NIGHT TERRORS AND THE FLOODED CONFESSIONAL


We told Mom about Danny. We had to. I explained the incident the best I could, though I cried through the gory parts and used the word “dickface” at least once while describing A.J.'s betrayal.

“You sweet, darling girl,” Mom said, sobbing for Mara and holding her close.

“I'm okay, Mrs. Parker,” she replied as if declining a second helping of potatoes. “Dorothy was a special cat, but I'll be fine!”

Dad talked Mom out of filing a police report, claiming Danny was a disturbed little boy who only needed a push in the right direction... not jail time. He even offered to call Danny's uncle to recommend a psychologist. “To help control the violent impulses,” he said.

“It’s not just Danny,” Livy added. “Sometimes, I hear voices in the woods...”
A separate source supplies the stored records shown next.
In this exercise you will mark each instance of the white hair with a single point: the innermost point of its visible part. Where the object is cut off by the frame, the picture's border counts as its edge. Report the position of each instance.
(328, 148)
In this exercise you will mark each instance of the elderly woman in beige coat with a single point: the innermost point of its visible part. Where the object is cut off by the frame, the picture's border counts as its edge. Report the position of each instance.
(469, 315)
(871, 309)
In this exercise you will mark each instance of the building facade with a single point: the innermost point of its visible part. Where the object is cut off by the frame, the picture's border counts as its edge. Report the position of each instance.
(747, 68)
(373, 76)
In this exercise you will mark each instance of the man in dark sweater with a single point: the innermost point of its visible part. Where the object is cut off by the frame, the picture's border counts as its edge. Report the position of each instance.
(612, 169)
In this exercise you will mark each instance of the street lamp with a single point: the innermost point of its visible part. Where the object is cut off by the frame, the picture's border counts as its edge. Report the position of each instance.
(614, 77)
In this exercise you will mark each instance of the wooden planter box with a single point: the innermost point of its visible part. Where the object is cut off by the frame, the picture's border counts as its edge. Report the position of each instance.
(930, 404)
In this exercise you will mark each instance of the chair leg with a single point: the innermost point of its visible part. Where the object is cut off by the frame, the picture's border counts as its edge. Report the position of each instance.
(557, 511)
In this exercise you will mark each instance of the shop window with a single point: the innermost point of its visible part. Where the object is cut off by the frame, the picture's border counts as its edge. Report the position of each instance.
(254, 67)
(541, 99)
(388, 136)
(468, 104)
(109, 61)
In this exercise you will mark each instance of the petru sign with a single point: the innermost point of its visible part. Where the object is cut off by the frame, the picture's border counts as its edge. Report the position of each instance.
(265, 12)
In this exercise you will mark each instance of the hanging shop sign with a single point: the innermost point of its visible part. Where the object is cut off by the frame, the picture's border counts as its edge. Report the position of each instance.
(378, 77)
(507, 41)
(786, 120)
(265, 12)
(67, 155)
With Mom’s supervision, Dad armed himself with a crowbar and overalls and marched to the mysterious hideout as if he actually had a clue. I stood on my bed between Mara and Livy. Together, we watched my Dad putter around the trees as if he lost a contact. Mom pointed to a fresh candy wrapper and a trio of discarded pop cans. They peered down The Great Divide, then inspected the view of Mara’s window from various positions among the trees. Dad used the crowbar to pry the wooden rungs from the trunks.

Until the grownups deemed the property safe, Mara wasn't allowed out of the house without supervision, and I wasn’t allowed to ride my bike to Whit's.

“The weather man’s predicting storms all week,” Mom told us that evening. “We’ll order pizza and camp in the tower! I know how much you love watching the lightning over the lake!” It was a nice offer, but nothing could compensate for the dead pet and castle lockdown.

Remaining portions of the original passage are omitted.